2
votes

I am trying to make multi-language stemming working with the Solr. I have setup language detection with LangDetectLanguageIdentifierUpdateProcessorFactory as per official Solr guides. The language is recognized and now I have a whole bunch of dynamic fields like:

  • description_en
  • description_de
  • description_fr
  • ...

which are properly stemmed.

The question now is how do I search across so many fields? Making a long query every time that will search across dozens possible language fields doesn't seem like a smart option. I have tried using copyField like:

<copyField source="description_*" dest="text"/>

but stemming is being lost in the text field when I do that.

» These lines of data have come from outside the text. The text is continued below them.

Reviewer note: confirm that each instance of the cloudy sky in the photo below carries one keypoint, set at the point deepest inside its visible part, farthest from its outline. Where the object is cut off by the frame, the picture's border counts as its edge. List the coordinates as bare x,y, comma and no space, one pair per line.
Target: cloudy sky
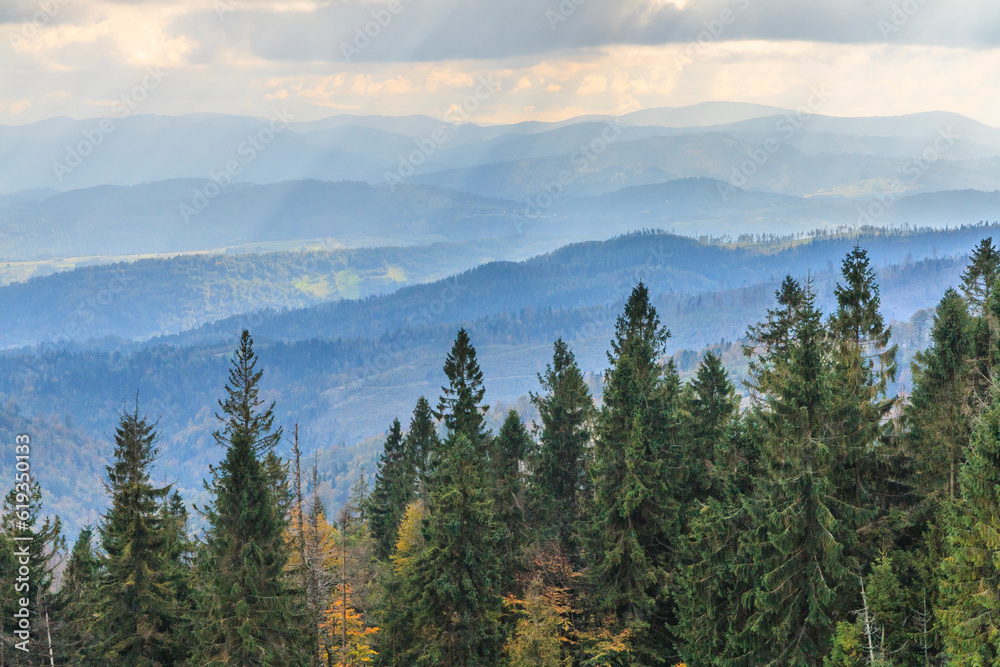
542,59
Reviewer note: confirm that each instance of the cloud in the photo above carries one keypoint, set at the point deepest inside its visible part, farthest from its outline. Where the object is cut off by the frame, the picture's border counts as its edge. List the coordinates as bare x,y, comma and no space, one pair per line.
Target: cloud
552,58
442,30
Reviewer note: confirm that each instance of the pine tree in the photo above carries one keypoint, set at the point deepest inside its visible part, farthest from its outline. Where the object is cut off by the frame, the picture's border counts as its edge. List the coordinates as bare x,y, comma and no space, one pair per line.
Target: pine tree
74,634
980,275
558,467
420,441
249,611
937,417
137,604
460,405
970,588
453,585
864,365
31,542
509,450
395,488
243,410
178,553
794,554
398,635
633,513
708,596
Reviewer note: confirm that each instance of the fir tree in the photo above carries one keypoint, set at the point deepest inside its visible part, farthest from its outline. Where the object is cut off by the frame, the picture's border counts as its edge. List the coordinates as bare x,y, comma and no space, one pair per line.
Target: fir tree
970,588
633,513
420,441
708,596
794,554
558,469
394,489
980,275
938,428
864,364
510,448
249,612
454,584
243,410
31,542
77,602
137,602
460,405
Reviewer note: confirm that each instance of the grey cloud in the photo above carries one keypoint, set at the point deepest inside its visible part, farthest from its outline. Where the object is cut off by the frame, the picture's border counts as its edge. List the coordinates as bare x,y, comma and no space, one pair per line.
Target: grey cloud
435,30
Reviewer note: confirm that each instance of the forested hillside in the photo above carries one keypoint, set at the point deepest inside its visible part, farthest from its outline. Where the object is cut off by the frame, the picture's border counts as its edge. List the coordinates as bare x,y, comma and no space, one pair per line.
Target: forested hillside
821,519
343,370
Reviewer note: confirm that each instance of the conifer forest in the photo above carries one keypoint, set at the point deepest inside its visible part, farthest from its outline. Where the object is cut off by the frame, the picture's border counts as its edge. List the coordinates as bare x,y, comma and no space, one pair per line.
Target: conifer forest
809,515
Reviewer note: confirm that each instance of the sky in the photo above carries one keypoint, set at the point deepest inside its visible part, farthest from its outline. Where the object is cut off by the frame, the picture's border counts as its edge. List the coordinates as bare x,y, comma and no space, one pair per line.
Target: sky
494,61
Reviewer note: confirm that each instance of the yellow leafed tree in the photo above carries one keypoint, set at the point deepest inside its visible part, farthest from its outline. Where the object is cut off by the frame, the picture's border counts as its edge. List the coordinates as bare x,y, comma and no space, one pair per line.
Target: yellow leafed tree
346,639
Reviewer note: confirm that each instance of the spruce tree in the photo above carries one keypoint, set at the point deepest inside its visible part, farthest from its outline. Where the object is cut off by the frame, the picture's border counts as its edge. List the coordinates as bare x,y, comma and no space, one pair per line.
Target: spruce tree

The text field is defined as solr.TextField with solr.WhitespaceTokenizerFactory. Maybe I am not setting up the text field properly or how is this supposed to be done?

1
See wiki.apache.org/solr/SchemaXml#Copy_Fields where it says: The original text is sent from the "source" field to the "dest" field, before any configured analyzers for the originating or destination field are invoked. copyField will not take the tokens from description_* fields after all the analysis is done. It will take the inputs to description_* fields and apply the analysis defined for its own field type, which is just the TextField with white space tokenizer in your case. So copyField is not a solution for this.arun
This may help you: lucene.472066.n3.nabble.com/…arun
Thank you, Arun. I see now why copyField didn't work. The second link is also very helpful. So I see that at this time my only choice is to list all the possible description_[en|fr|de|...] as list of fields to search on in each query. This is still ok I guess, I was just thinking that there were some other ways to do that. Thank you again for your help, Arun!user2113581

1 Answers

0
votes

You have multiple options:

  1. search over all the fields you mentioned. There always will be some overhead: the more fields you use, the slower search will be (gradually)

  2. try to recognise query language and search over only necessary fields: for example recognised and some default one. Here you can find library for this

  3. develop custom solution with multiple languages in one field, which is possible and could work in production according to Trey Graigner

The question is a bit old, but maybe that answer will help other people.